In particular, notice how:

f needs to make b explicit even if could be implicit (like it is in f2)
all the functions in the g pipe need to take the result from the previous computation and pass it as the first parameter to the transform functions, while this is implicit in g2. This leads to less readable code and harder composition. Is there something I'm missing?
Is it generally right to merge all the dependencies of the functions used by g like I did with Dependencies & OtherDependencies?

Giulio Canti • May 11 '20

import { pipe } from 'fp-ts/lib/pipeable' // v2.6
import { chainW, Reader } from 'fp-ts/lib/Reader'

export interface Dependencies {
  readonly i18n: {
    readonly true: string
    readonly false: string
  }
  readonly lowerBound: number
}

export interface OtherDependencies {
  readonly semicolon: boolean
}

declare function transform(a: string): Reader<OtherDependencies, string>
declare function anotherTransform(a: string): Reader<OtherDependencies, string>
declare function f(b: boolean): Reader<Dependencies, string>

const g = (n: number) => pipe(f(n > 2), chainW(transform), chainW(anotherTransform))

massimilianorango • May 11 '20

That's exactly what I needed. I saw you just released chainW in 2.6.0. Great job thanks! :)

Toni Ruottu • Jan 12 '20

Do we have a standard name for (r: Reader<R,A>) => A?

import { Reader } from 'fp-ts/lib/Reader';

type Provider<R> = <A>(r: Reader<R,A>) => A

type Name = string
type Age = number

type Customer = {
  name: Name,
  age: Age,
}

const john: Provider<Customer> = (r) => r({
  name: 'John Doe',
  age: 42,
})

const getAge: Reader<Customer, Age> = ({age}) => age

const ageJohn: Age = john(getAge);

Giulio Canti • Jan 13 '20

Yoneda? Provider<R> is isomorphic to R

λ fp-apprentice • Jul 13 '21

Whoops, my brain is starting to melt, but I like all of this. :)

λ fp-apprentice • Jul 13 '21

Wait, wait, I get it now

Eric Haynes • Jul 22 '23

I know this is an older post, I'm having trouble understanding how this fixes the original issue.

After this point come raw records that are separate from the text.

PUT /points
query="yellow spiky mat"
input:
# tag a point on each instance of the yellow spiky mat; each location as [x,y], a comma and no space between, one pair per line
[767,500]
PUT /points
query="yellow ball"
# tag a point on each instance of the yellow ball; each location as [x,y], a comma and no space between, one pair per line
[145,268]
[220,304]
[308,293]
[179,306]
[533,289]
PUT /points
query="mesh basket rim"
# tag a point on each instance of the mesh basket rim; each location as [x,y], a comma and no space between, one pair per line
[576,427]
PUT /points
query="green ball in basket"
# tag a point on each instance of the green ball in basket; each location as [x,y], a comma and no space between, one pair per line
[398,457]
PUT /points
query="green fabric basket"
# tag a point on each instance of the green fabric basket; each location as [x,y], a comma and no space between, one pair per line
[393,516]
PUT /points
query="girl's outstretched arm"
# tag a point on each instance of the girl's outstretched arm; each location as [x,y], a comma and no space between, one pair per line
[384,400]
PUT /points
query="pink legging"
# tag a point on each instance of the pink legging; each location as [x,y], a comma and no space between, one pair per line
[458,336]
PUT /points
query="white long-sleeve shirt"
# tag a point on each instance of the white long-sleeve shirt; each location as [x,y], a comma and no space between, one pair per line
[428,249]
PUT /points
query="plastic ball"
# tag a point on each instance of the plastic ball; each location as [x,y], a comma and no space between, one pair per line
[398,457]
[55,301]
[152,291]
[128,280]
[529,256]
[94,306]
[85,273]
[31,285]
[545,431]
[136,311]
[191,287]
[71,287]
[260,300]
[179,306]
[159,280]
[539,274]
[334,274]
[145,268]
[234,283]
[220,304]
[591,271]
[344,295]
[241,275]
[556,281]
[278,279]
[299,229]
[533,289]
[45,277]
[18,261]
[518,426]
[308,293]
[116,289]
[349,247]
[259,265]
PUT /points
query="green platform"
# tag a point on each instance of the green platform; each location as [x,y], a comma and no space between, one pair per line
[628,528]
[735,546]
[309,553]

As you can see, h and g must have knowledge about f dependencies despite not using them.

That's true after the refactor as well. Dependencies of f are part of g and h signatures. The way the example is written, the problem is compounded when g has a dependency, because now f depends on parameters of g as well. They could be distinct types, but dependencies of g must be a superset of dependencies of f, e.g.

type FDependencies = { /* ... */ }
type GDependencies = { lowerBound: number } & FDependencies

I understand the desire to curry them so that we can pipe things together, but we haven't lessened the pain of refactoring here at all.

Even if g did not directly call f but was instead piped to it, would it not be better suited to have a flavor of flow or pipe that would automatically coalesce the dependencies?

aabccd021 • Aug 25 '21

Great article!
I'd love to see another article about Writer using fp-ts.